Menghadai situasi yang pelik, Sultan membangun Keraton baru di Tirtayasa,
inilah awal mula julukan Sultan Ageng Tirtayasa, sebelumnya ia dikenal dengan
nama Abu Fath Abdul Fatah. Sultan Ageng tidak sudi jika keraton dikuasai
Belanda sehingga keraton (yang lama) dimusnahkan dengan cara dibakar.
Terjadilah perang saudara di Banten karena ulah kelicikan Belanda, Sultan
Ageng tidak menghentikan perlawanan walaupun digempur terus-menerus oleh dua
pihak sekaligus.
Kemudian Belanda kembali melakukan tipu daya, dibuatlah seolah-olah Pangeran
Abu Nashar Abdulqahar menyesal dan berkirim surat menyadari kesalahannya dan
meminta maaf kepada ayahya. Sultan Ageng pun datang ke Surosowan, di
tengah-tengah pembicaraan dengan anaknya, secara tiba-tiba kompeni Belanda
datang dan menangkap Sultan Ageng lalu diasingkan ke Batavia.
Maka berakhirlah perjuangan Sultan Ageng akibat penghianatan yang dilakukan
puteranya sendiri. Syekh Yusuf, Pangeran Purbaya dan pengikut Sultan Ageng
ditangkap oleh Belanda. Setelah itu Abu Nashar Abdulqahar menjadi Sultan di
Kesultanan Banten, yang dikenal dengan nama Sultan Haji.
Hanya saja Sultan Haji selalu dibawah tekanan Belanda dalam setiap
keputusannya. Sultan Haji tidak pernah mendapatkan kebebasan dalam menjalankan
pemerintahan di Banten, padahal dirinya adalah seorang Sultan.

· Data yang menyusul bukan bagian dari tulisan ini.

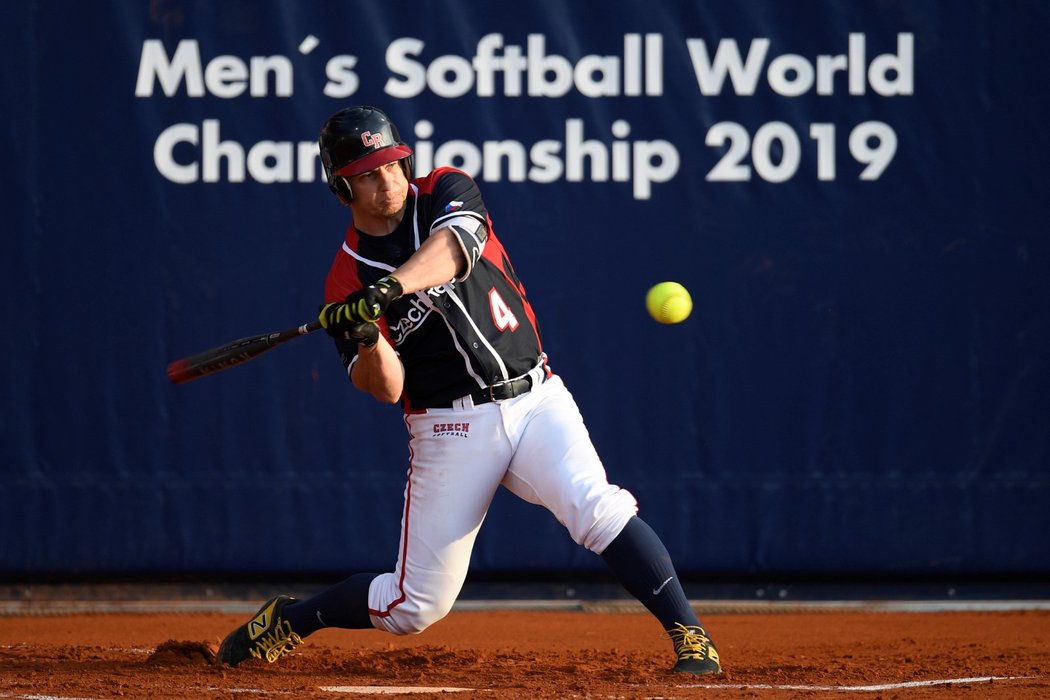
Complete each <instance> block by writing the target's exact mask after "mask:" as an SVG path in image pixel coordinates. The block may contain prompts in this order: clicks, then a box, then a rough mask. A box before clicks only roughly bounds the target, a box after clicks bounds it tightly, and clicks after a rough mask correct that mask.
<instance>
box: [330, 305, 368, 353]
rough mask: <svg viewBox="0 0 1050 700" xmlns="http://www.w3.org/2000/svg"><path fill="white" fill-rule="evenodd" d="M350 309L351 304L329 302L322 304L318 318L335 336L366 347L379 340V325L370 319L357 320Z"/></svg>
mask: <svg viewBox="0 0 1050 700" xmlns="http://www.w3.org/2000/svg"><path fill="white" fill-rule="evenodd" d="M350 311H351V310H350V305H349V304H344V303H328V304H324V305H323V306H321V311H320V313H319V314H318V315H317V320H318V321H320V324H321V327H322V328H324V332H325V333H328V334H329V335H330V336H332V337H333V338H342V339H343V340H350V341H352V342H355V343H359V344H361V345H364V346H365V347H372V346H373V345H375V344H376V343H377V342H379V326H378V325H376V324H375V323H370V322H367V321H364V322H362V321H355V320H354V318H353V316H352V315H351V313H350Z"/></svg>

Sultan Ageng Tirtayasa Wafat
Perang saudara terus-menerus terjadi, menyebabkan kekuatan Kesultanan Banten
melemah karena hanya disibukan dengan urusan internal. Kekuatan pasukan
Kesultanan Banten yang melemah menyebabkan pasukan Belanda terus bergerak maju
mendekati pusat pemerintahan Kesultanan Banten. Akhirnya Sultan Ageng
Tirtayasa ditangkap pada tahun 1683 dan dibawa ke Batavia.
Sultan Ageng Tirtayasa dipenjara di Batavia, hingga akhirnya wafat pada tahun
1692. Beliau dimakamkan di Kompleks Pemakaman raja-raja Banten di Provinsi
Banten.
Atas jasa-jasanya yang besar, Pemerintah Indonesia memberikan gelar Pahlawan
Nasional kepada Sultan Ageng Tirtayasa pada 1 agustus 1970 melalui SK Presiden
Republik Indonesia No. 045/TK/Tahun 1970.